Meanwhile, Canada has withdrawn two appeals of anti-dumping cases related to the Commerce Department’s first two administrative reviews for mid-2017 to 2019.
“Canada continues to strongly believe that U.S. anti-dumping duties on softwood lumber are unfair, unjustified and inconsistent with U.S. law,” Global Affairs Canada spokesperson John Babcock said in a statement.
The cases focused on anti-dumping duty rates of 1.57 per cent initially, followed by 11.59 per cent levied in the past against most Canadian producers.
Kurt Niquidet, president of the BC Lumber Trade Council, said Canada is still pursuing relief from countervailing duties imposed during the first two administrative reviews.

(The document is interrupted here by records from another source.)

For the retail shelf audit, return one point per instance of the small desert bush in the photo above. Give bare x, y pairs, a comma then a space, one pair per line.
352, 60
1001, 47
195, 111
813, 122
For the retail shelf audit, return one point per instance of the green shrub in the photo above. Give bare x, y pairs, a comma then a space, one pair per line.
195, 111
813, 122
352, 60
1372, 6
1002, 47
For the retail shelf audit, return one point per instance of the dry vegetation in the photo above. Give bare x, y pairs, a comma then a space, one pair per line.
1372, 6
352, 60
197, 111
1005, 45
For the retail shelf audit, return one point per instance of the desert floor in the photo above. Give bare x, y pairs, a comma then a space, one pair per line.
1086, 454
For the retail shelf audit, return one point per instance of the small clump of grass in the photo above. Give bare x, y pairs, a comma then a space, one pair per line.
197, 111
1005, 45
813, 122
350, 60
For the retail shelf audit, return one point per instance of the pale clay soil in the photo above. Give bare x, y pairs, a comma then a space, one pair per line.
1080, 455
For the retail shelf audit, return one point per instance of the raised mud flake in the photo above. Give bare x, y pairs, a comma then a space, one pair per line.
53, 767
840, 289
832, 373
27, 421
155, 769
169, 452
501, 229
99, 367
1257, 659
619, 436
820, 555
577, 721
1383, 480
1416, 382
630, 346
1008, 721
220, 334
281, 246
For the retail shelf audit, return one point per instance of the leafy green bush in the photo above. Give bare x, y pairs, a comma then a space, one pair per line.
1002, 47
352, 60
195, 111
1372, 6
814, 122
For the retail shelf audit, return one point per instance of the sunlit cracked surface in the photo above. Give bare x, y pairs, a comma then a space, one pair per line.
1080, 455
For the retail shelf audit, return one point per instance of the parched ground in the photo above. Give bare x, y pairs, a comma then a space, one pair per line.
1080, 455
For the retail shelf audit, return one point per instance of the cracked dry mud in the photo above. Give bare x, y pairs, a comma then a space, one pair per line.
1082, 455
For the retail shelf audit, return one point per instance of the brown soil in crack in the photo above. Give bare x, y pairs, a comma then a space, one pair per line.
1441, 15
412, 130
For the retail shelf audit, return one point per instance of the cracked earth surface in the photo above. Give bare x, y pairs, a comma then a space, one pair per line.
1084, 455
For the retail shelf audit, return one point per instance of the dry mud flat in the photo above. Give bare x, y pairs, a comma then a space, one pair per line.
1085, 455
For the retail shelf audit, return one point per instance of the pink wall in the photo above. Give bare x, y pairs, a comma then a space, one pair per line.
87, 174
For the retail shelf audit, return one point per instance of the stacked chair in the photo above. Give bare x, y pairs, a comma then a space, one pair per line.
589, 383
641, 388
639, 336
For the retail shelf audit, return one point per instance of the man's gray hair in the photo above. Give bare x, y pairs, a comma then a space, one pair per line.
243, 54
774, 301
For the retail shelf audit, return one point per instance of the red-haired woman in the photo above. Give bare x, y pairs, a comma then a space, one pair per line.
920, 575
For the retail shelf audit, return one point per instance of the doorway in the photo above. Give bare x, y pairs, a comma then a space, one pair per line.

He rejected the Trump administration’s decision to connect wood products with national security.
“The whole premise of the Section 232 investigation is that somehow lumber imports or forest products imports are a threat to national security, and we just find that is, frankly, absurd,” Mr. Niquidet said in an interview.
In the wake of timber constraints in Canada, especially in B.C., Canadian sawmills have seen their market share of U.S. lumber consumption steadily erode over the past nine years.
Canadian softwood recently accounted for an estimated 24 per cent of American lumber requirements, compared with nearly 33 per cent in 2016, according to Statistics Canada data.
Over the past dozen years, Canadian-based companies have increased their presence in U.S. forests, where their production is exempted from duties.